Being 9th cousins means you share an ancestor in generation 11 if you count yourself as generation 1. At generation 11, I have found about 80% of my ancestors. Unfortunately, most of my matches have many more mystery lines. Most have hardly traced any lines back that far. If our common ancestor is in generation 11, there is only a small chance that this ancestor will already be in both our trees. This will make it hard to find the common ancestor although it may be possible to find a shared place of origin. At least that will give us some idea whether it is plausible that we share an ancestor further back.

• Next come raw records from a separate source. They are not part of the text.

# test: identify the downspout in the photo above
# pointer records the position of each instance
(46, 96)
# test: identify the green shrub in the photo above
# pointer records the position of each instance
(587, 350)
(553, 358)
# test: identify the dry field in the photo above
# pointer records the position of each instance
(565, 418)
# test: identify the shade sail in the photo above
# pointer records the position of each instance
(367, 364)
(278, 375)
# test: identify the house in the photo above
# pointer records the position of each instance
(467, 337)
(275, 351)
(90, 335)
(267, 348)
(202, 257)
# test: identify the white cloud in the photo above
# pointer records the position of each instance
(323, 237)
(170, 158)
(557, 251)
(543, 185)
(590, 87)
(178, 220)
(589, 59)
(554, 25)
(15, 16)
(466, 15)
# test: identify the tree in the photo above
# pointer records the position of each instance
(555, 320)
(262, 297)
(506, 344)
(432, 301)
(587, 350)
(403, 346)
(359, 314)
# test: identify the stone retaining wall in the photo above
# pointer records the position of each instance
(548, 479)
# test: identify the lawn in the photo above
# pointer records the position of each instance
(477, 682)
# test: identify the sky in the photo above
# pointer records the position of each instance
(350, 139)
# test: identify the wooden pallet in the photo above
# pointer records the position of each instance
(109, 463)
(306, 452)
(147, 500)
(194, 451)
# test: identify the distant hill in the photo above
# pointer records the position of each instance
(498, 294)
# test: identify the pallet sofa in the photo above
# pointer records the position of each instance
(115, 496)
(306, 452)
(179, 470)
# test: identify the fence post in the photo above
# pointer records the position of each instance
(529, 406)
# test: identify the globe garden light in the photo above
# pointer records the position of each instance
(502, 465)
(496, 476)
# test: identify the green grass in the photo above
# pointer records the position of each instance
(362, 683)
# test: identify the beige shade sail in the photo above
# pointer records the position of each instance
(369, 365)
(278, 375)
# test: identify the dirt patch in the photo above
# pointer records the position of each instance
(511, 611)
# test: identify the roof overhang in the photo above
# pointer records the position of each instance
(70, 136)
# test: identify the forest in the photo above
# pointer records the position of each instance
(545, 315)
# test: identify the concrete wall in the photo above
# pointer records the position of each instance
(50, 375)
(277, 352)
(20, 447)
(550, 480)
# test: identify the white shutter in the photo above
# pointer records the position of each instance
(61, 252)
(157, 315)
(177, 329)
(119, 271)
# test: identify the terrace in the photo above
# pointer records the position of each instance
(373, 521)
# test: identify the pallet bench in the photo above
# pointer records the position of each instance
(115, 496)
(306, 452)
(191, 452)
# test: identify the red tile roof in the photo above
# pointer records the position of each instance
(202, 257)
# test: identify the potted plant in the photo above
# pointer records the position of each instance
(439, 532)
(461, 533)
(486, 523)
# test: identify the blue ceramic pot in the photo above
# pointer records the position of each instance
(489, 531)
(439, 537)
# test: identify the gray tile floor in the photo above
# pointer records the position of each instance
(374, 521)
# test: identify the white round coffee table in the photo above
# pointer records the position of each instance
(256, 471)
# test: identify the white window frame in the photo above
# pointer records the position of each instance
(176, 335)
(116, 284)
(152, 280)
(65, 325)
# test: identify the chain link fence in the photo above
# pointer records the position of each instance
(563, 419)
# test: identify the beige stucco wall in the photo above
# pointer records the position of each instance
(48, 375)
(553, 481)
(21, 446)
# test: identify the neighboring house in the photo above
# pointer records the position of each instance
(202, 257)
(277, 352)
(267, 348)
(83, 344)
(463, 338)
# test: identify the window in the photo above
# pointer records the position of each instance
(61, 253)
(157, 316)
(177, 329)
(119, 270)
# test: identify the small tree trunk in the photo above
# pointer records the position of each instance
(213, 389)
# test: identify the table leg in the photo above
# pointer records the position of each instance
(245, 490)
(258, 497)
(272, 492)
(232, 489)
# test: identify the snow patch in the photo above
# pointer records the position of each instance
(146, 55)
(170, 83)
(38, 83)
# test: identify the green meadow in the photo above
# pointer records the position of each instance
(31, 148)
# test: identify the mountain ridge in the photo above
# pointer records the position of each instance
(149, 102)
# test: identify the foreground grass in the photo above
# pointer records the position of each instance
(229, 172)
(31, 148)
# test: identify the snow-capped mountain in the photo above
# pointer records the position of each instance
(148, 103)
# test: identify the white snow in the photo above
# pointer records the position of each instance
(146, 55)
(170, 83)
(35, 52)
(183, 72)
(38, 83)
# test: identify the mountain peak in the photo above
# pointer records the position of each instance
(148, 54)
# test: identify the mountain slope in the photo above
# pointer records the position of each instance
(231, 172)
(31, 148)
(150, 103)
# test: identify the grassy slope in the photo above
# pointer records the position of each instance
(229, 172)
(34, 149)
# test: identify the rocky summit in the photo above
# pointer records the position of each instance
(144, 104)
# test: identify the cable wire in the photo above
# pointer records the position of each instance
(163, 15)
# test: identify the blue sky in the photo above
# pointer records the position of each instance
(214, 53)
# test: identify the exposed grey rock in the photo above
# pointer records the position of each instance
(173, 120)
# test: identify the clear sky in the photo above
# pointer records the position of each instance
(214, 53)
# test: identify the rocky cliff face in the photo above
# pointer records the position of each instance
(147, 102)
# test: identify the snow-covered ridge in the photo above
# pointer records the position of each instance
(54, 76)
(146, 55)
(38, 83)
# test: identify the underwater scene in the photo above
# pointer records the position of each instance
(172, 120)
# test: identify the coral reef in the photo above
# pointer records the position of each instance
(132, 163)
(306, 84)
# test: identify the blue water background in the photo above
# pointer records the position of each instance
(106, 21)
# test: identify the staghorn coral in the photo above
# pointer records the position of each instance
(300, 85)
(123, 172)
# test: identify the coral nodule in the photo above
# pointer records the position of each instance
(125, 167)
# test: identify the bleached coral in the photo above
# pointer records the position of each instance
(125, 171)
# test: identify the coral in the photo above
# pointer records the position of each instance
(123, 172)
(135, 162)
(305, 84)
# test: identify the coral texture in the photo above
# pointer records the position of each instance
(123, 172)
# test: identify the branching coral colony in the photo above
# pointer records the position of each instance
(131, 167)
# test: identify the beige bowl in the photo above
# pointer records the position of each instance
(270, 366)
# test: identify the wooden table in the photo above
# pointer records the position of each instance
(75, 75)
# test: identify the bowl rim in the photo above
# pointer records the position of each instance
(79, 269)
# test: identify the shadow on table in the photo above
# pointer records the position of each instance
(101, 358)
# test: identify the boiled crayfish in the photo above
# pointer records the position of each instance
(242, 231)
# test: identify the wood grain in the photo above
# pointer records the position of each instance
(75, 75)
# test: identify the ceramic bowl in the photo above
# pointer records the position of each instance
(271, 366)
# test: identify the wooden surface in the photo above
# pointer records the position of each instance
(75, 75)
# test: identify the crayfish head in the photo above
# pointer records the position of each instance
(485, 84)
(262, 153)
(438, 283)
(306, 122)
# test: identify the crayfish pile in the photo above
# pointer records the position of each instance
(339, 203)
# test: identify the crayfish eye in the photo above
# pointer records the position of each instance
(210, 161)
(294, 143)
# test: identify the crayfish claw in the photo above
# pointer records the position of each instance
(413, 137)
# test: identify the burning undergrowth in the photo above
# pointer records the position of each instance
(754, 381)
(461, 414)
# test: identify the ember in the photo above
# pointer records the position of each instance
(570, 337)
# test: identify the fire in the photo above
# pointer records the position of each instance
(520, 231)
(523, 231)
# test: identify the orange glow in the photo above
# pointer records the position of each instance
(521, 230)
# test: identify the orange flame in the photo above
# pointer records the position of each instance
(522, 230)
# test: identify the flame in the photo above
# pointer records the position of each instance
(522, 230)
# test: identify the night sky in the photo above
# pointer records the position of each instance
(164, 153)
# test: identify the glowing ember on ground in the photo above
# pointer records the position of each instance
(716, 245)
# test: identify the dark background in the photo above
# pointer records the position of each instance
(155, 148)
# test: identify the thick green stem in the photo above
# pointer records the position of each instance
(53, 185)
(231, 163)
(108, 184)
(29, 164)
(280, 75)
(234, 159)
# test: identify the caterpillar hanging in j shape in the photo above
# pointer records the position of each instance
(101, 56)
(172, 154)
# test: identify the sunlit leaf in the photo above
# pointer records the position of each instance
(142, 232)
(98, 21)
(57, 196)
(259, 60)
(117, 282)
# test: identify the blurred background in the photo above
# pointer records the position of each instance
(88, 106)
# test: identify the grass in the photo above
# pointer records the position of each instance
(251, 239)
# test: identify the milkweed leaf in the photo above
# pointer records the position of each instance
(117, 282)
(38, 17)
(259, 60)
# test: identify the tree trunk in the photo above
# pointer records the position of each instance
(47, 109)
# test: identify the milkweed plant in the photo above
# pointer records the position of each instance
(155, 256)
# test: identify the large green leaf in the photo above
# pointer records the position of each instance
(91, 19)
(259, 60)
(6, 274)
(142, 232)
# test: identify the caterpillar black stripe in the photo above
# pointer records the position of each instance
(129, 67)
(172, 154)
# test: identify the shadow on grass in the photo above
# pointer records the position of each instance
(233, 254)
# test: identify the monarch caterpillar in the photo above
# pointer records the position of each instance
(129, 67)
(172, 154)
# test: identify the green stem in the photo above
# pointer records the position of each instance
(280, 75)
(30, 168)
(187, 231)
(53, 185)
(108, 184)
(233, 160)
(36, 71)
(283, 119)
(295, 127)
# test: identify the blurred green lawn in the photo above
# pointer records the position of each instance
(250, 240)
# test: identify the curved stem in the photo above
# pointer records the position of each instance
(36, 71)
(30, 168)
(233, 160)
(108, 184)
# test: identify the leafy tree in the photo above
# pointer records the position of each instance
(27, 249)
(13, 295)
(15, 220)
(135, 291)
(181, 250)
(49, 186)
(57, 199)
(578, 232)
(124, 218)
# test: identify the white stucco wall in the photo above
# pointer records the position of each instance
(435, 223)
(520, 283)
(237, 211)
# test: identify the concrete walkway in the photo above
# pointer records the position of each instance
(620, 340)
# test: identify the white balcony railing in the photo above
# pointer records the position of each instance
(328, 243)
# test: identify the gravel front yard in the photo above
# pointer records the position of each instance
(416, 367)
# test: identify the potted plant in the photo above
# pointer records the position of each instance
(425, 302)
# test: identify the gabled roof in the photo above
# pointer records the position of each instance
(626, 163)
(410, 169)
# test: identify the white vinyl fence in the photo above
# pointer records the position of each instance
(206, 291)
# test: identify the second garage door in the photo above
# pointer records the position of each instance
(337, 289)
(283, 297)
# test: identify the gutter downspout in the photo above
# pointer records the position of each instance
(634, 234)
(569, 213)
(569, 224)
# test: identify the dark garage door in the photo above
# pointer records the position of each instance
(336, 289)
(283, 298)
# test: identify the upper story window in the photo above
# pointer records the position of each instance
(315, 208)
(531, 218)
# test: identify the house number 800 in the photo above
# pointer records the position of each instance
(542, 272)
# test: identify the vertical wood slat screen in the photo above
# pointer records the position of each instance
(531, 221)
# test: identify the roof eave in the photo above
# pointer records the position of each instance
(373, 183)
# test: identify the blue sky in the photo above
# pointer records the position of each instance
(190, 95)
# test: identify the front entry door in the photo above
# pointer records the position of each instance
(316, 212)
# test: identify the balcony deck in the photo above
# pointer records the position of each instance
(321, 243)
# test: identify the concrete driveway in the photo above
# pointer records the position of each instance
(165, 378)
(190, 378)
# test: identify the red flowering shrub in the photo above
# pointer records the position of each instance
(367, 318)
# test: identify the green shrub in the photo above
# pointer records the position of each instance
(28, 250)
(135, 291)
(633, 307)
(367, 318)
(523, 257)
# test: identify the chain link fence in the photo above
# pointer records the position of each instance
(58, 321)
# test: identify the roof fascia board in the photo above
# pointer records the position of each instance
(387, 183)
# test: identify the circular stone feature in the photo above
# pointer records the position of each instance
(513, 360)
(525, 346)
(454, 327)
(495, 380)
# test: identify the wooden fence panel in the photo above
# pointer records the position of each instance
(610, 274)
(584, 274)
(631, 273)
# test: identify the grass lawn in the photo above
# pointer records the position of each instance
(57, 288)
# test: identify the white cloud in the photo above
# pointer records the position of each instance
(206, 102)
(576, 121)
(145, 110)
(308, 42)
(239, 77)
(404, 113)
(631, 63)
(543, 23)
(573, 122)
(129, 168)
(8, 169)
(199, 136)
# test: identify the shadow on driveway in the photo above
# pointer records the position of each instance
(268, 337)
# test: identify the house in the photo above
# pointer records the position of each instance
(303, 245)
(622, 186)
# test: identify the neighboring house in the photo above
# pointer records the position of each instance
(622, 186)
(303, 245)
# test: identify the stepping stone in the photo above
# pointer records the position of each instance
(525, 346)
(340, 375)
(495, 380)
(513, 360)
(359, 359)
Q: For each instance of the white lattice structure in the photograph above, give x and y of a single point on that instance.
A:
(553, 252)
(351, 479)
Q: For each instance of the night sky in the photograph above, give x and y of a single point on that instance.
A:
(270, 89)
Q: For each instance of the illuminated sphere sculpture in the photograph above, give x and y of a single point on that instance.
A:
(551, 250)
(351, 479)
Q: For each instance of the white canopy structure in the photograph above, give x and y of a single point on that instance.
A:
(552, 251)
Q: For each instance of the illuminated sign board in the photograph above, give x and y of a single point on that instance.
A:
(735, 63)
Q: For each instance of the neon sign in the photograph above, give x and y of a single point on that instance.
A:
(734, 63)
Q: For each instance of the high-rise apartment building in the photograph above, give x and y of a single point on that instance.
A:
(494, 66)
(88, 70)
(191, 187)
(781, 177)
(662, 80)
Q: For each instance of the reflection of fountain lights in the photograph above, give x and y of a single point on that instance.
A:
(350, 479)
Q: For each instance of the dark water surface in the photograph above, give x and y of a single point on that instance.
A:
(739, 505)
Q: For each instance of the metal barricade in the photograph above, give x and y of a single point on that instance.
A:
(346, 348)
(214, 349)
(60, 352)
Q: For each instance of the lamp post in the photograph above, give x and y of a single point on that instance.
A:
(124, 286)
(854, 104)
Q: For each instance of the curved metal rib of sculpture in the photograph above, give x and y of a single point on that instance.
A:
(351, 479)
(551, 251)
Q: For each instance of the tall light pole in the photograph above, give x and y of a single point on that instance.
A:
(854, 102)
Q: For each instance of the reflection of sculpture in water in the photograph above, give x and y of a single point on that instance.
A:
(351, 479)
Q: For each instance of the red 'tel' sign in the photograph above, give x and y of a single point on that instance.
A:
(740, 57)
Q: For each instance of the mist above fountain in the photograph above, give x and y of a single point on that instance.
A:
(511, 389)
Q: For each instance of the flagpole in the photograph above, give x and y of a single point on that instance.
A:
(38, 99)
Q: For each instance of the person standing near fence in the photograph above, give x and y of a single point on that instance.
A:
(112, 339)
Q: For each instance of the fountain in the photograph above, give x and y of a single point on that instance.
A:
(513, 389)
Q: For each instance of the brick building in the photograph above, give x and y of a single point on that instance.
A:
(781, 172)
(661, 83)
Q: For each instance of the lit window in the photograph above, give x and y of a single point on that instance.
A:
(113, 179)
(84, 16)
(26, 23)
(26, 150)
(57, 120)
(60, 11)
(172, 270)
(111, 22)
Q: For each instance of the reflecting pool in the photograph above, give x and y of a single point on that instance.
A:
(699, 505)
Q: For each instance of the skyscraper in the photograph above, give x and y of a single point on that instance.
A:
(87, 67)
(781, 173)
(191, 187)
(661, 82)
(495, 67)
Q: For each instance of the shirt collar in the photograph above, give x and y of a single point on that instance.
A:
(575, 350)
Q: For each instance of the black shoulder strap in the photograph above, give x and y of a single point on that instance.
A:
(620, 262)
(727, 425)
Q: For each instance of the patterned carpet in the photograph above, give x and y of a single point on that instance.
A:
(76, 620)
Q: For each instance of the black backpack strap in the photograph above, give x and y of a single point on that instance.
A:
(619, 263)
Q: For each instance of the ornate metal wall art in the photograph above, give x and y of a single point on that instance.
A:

3. How to interpret matches that don’t match your parent
My mother and I both took an autosomal DNA-test and naturally share many matches. There are also many people who match me but not my mother. The obvious conclusion would be that they would match my father, who has not been tested. Since my father’s ancestors all come from the same region (the eastern part of the Achterhoek in Gelderland), and I have no mystery lines on his side in the first ten generations, that would mean that these matches would have to have ancestors from the Achterhoek. This was a very closed and endogamous community where hardly any outsiders settled since the Middle Ages. Thousands of people emigrated to the US from this region in the 19th century, so it is not a surprise that I would have many matches from my father’s side.
However, I have found several people who match me and not my mom but who do not have any ancestors that could have come from the Achterhoek. Some of them will come from the British Isles, some will have early New Netherland roots but nothing more recent. I wondered if there could be a fluke, that these people did match my mother after all but did not show up because of some no-calls (missing data points in the results). She has some cousins emigrating to New Netherland in the 17th century. I asked a question about this, and the presenter explained that if the match shares a large segment (>15 cM) with me, than not matching my mother definitely means the match is on my father’s side.
Looking again at these unexplained matches, I noticed that most of them are nowhere near the 15 cM range, but in the 7-10 cM range. I now think they might be Identical By State, rather than actual cousins (see the first point).
I really enjoyed the presentation and believe it will save me from a lot of wild goose chases. Thank you FamilyTreeDNA, for sponsoring these workshops!